Robledo remonstrated, more in gestures than words, at this accusation; but as Elena was pleased to make herself out the victim of an unjust antipathy on the part of the two business associates, the Spaniard finally replied,

“Watson and I are your husband’s friends, and on his account it alarms us to see how lightly you arouse certain equivocal hopes in all these men who come to see you.”

Elena began to laugh, as if pleased by Robledo’s words, and the grave tone in which he uttered them.

“You needn’t worry about that. A woman of experience, who knows the world as I know it, isn’t likely to compromise herself with any of these people you speak of.”

And she cast an ironic glance at her three admirers who were still sitting beside her husband.

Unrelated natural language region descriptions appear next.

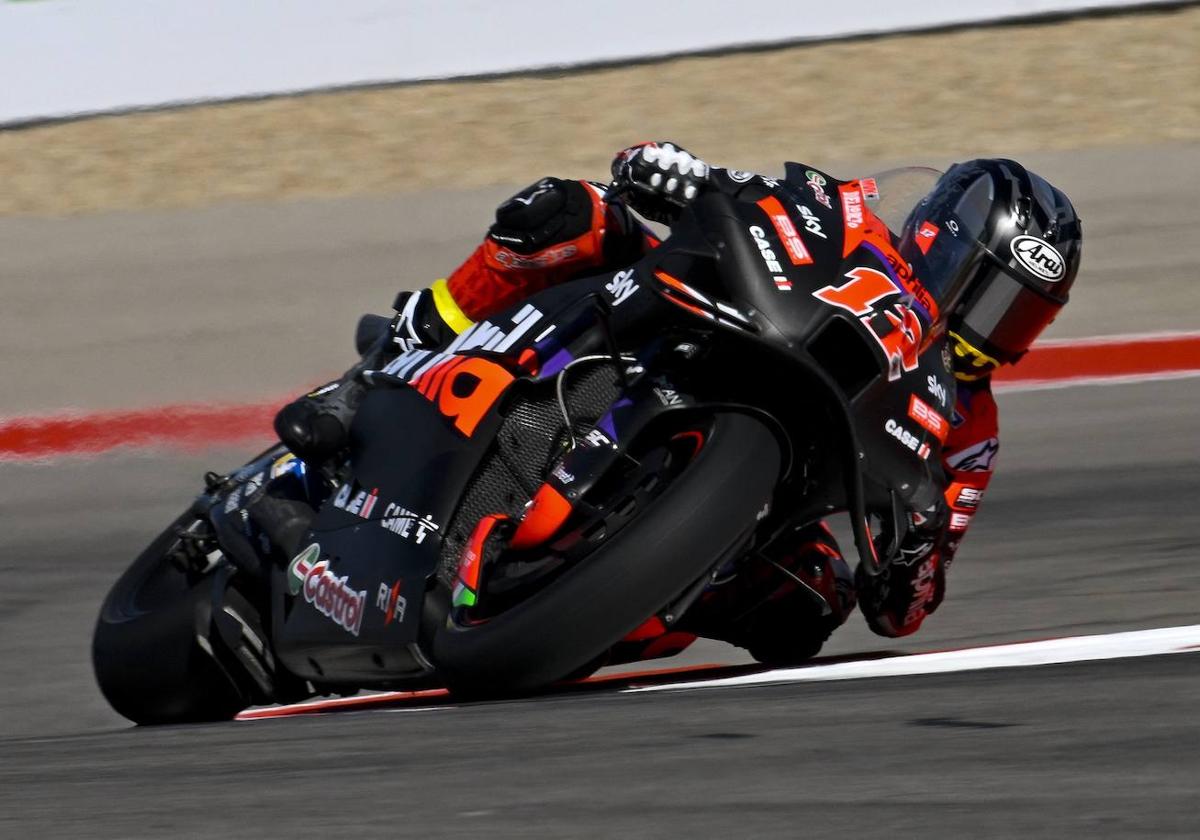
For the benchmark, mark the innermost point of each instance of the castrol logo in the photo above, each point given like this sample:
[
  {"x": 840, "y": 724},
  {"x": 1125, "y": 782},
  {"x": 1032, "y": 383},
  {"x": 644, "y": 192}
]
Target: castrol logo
[{"x": 1039, "y": 258}]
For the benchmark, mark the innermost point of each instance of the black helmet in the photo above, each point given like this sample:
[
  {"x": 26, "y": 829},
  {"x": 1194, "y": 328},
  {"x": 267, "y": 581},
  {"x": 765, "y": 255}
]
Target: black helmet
[{"x": 999, "y": 249}]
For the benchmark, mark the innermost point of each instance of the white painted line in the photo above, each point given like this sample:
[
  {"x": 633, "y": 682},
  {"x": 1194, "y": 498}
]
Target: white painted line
[
  {"x": 1023, "y": 654},
  {"x": 1074, "y": 382}
]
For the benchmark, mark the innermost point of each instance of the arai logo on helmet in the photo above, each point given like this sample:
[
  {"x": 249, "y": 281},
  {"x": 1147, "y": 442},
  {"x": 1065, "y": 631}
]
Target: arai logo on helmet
[{"x": 1039, "y": 258}]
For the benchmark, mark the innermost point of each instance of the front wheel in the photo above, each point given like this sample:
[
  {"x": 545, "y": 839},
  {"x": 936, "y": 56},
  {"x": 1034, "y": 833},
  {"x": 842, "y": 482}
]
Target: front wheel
[
  {"x": 708, "y": 510},
  {"x": 162, "y": 653}
]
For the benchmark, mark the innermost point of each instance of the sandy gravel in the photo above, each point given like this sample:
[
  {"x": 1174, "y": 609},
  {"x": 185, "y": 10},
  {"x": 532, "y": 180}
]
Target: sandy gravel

“Of course I do not allow myself to make any suppositions,” Robledo continued in the same tone, “I simply see the present, just as in Paris I saw ... and I am a little worried about the future.”

Elena could not decide, as she looked at the engineer, whether to continue to treat the subject lightly or to become angry. Finally she took up the dialogue again with the grave expression of one who has been offended by the tone of the discussion.

“I do not think myself either better or worse than other women. It is simply that I was born to live in luxury, and I have never in my whole life met anyone able to give me all that I wanted.”

During a long pause they looked at one another; then she added,

“The men who wanted to win me could never give me all that I need in life; and those who might have satisfied my desires never noticed me.”